Vale a pena insistir no tema e ressaltar que nunca tivemos uma fase tão difícil com tantos crimes contra a mulher. O tal feminicídio ganhou as delegacias, manchetes nos jornais e TVs do Brasil, e já não era sem tempo de fazer alguma coisa mais contundente para que este tipo de covardia seja contido, custe o que custar.

Aliás, se está na mira da mídia, não é à toa. O número de denúncias de violência contra as mulheres aumentou quase 30% no ano passado. E a primeira semana de 2019 mostra um quadro assustador. Em seis anos, 6.393 mulheres morreram, apesar de já terem procurado atendimento na rede pública por agressão em outras ocasiões – uma média de três mortes por dia.

O que explica tamanho ódio? Como entender a atitude de um homem que põe fogo na casa da ex-esposa com seus três filhos dentro? Por que um homem quer matar uma mulher quando o relacionamento termina? Por que o amor se transforma em ódio num piscar de olhos?

Tantas perguntas nos levam a buscar uma lógica comum que nos traga um pouco de sentido para um real tão assustador para o qual não temos palavras ou explicação.

Resta-nos apenas tentar entender a onda de odiosidade que vem tomando conta da cena cotidiana brasileira em escala assustadora, e a intolerância toma conta das relações entre as pessoas. O laço que une as pessoas vem se tornando cada vez mais frágil, e a estrutura que sustenta o sujeito em seu eixo gravitacional parece fraca demais para sofrer qualquer abalo. Quando o laço sentido indevidamente como um direito de posse se desfaz, causa tamanha desolação que, em vez da tristeza, é um ódio cego que vem em seu lugar.

Ninguém gosta de perder. A falta incomoda e o luto pode parecer insuportável, sendo então substituídos pela raiva, pela agressividade. Talvez acreditemos no direito de sermos absolutamente plenos. No mito da felicidade. Nada pode contrariar as vontades. Ilusões.

Somos imperfeitos, incompletos, carentes e desamparados. E qualquer coisa que venha nos lançar no rosto estas condições que revelam a solidão, a pequenez humana, pode causar efeitos devastadores e desesperados.

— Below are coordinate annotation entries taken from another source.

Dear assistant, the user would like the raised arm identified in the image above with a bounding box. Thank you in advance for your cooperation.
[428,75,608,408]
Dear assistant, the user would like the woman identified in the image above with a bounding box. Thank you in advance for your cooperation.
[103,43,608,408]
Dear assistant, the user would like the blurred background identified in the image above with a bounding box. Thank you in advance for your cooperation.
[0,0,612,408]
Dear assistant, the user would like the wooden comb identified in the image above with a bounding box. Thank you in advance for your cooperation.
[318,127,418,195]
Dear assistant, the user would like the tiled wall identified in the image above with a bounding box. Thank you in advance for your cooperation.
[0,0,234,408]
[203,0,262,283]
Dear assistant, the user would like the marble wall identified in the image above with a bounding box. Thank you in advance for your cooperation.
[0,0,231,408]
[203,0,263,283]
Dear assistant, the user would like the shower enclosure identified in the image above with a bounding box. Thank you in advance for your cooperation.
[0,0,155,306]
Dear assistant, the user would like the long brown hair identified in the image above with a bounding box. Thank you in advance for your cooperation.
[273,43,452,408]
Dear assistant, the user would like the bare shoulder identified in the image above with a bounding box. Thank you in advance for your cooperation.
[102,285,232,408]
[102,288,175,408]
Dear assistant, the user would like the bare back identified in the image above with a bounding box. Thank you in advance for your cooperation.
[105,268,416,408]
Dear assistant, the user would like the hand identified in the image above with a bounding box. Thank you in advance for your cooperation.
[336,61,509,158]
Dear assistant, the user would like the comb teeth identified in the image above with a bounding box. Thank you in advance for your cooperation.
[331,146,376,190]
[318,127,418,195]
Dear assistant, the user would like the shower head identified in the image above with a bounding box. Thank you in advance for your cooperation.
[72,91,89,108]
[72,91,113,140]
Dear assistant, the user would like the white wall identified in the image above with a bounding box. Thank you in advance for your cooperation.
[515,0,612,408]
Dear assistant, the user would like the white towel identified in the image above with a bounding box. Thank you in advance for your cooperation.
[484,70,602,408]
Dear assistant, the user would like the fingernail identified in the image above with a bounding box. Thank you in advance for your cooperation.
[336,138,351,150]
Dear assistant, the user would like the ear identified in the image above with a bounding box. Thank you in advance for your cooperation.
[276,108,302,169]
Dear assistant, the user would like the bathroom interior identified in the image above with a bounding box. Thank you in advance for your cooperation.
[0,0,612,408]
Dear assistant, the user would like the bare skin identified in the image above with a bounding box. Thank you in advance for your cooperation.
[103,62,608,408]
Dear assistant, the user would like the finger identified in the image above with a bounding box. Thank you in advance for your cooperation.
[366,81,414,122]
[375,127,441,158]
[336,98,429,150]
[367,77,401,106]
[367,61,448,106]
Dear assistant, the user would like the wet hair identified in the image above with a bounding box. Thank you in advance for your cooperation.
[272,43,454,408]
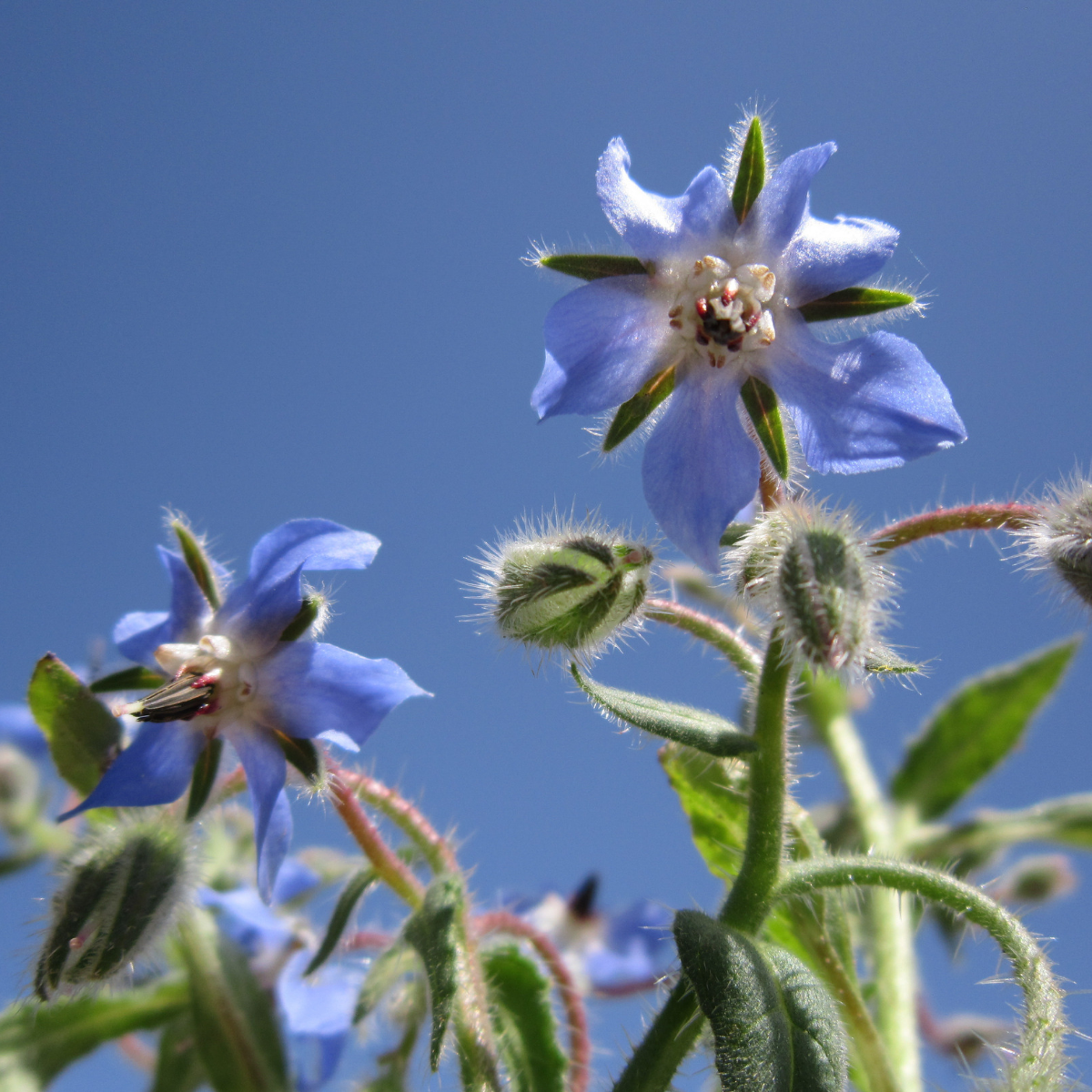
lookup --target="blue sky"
[0,0,1092,1087]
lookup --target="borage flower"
[60,520,427,897]
[531,119,966,571]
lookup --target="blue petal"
[736,142,835,253]
[781,217,899,307]
[256,641,430,743]
[56,721,206,823]
[531,274,672,417]
[230,724,291,902]
[768,316,966,474]
[596,136,736,262]
[0,701,49,758]
[643,368,759,572]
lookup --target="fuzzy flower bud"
[34,820,191,999]
[474,519,653,655]
[733,503,888,671]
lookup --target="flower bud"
[475,520,653,655]
[34,820,191,999]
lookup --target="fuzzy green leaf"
[569,664,754,758]
[602,365,675,451]
[732,118,765,224]
[26,652,121,796]
[402,875,463,1072]
[739,376,790,480]
[798,288,915,322]
[891,640,1080,819]
[539,255,649,280]
[0,978,187,1087]
[482,945,567,1092]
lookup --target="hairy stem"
[868,501,1038,553]
[774,857,1067,1092]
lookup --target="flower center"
[667,255,777,368]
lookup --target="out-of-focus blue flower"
[531,137,966,571]
[61,520,426,899]
[513,875,673,995]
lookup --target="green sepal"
[602,365,675,451]
[304,868,377,977]
[0,978,187,1088]
[186,736,224,823]
[273,732,323,785]
[569,664,755,758]
[891,639,1080,819]
[539,255,649,280]
[739,376,788,480]
[26,652,121,796]
[170,520,219,611]
[178,912,289,1092]
[402,875,463,1072]
[732,116,765,224]
[87,664,167,693]
[797,288,916,322]
[481,945,567,1092]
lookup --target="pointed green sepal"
[186,736,224,823]
[569,664,755,758]
[87,664,167,693]
[732,118,765,224]
[170,520,219,611]
[798,288,916,322]
[539,255,649,280]
[26,652,121,796]
[739,376,788,480]
[602,365,675,451]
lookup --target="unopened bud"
[475,520,653,655]
[34,820,190,999]
[735,503,886,671]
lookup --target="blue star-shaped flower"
[60,520,427,899]
[531,137,966,571]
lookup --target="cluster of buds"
[474,519,653,657]
[731,502,890,672]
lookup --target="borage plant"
[0,118,1092,1092]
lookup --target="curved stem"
[644,599,763,678]
[868,501,1038,553]
[774,857,1067,1092]
[473,910,592,1092]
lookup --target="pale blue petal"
[256,641,428,743]
[596,136,736,262]
[531,274,672,417]
[781,217,899,307]
[56,721,206,823]
[766,316,966,474]
[736,142,835,253]
[643,368,759,572]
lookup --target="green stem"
[774,857,1067,1092]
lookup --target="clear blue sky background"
[0,0,1092,1090]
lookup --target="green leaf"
[87,664,167,693]
[739,376,788,480]
[732,118,765,224]
[539,255,649,280]
[26,652,121,796]
[304,868,377,977]
[602,365,675,451]
[0,978,187,1087]
[797,288,915,322]
[482,945,568,1092]
[178,913,288,1092]
[891,640,1080,819]
[402,875,463,1072]
[569,664,754,758]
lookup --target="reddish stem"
[474,910,592,1092]
[868,501,1039,553]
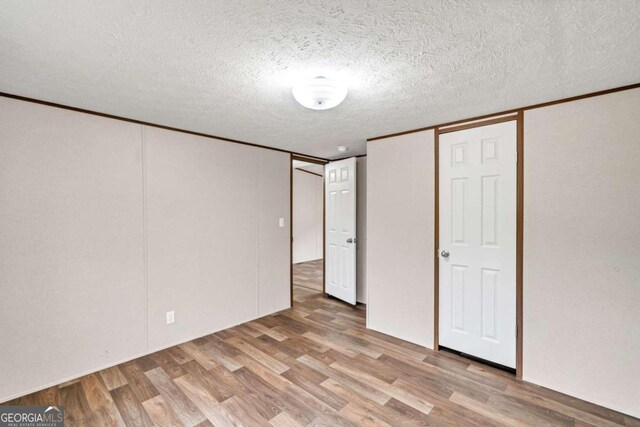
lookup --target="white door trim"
[433,114,524,378]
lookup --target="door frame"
[433,110,524,379]
[289,154,329,307]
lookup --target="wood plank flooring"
[5,293,640,426]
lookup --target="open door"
[324,157,357,305]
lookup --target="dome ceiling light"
[291,76,348,110]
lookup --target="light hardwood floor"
[5,293,640,426]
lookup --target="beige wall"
[523,89,640,416]
[366,131,434,348]
[0,98,146,402]
[367,89,640,416]
[293,169,324,264]
[356,157,367,304]
[0,98,289,402]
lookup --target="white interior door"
[438,120,517,368]
[324,157,356,304]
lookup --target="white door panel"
[439,121,517,368]
[325,157,356,304]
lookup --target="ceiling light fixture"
[291,76,348,110]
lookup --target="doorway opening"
[434,112,523,378]
[291,156,325,306]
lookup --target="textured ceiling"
[0,0,640,157]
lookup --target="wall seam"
[256,150,260,317]
[140,125,149,353]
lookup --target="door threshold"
[439,346,516,376]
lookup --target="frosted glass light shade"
[291,77,348,110]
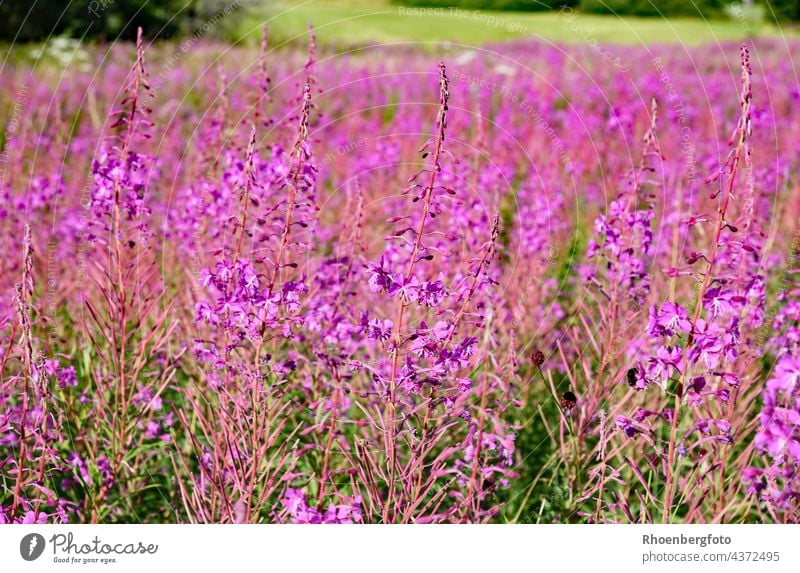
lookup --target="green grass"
[240,0,792,45]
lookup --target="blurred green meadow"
[248,0,796,45]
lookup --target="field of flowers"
[0,29,800,523]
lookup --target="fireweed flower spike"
[662,45,757,523]
[0,30,800,524]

Pode transformar o amor em ódio, produzindo uma passagem ao ato violenta. Para um machista acostumado a mandar e ser obedecido, enfrentar uma situação de abandono é humilhante. Mais do que isso, é inaceitável e o ódio de morte se apodera do sujeito sem que ele possa defender-se de si mesmo. Lembrem-se que a mulher permanece responsável pela casa e filhos quase exclusivamente ainda hoje.

O narcisismo não pode suportar tamanha ferida. Já não se pode pensar. O ego do narcisista é como um balão inflado demais. Explode fácil a qualquer toque. Ele não se desculpa, apenas se ofende e tomado pela raiva fala e faz coisas das quais talvez mais tarde se arrependa ou, quem sabe, nunca.

Pode, tomado por tamanha certeza de estar sempre certo e ser o dono da razão, pagar pelo que fez acreditando que fez certo. E faria de novo! Não pode consentir com desacato, desrespeito, desobediência àquilo que tem como certeza inabalável. É macho!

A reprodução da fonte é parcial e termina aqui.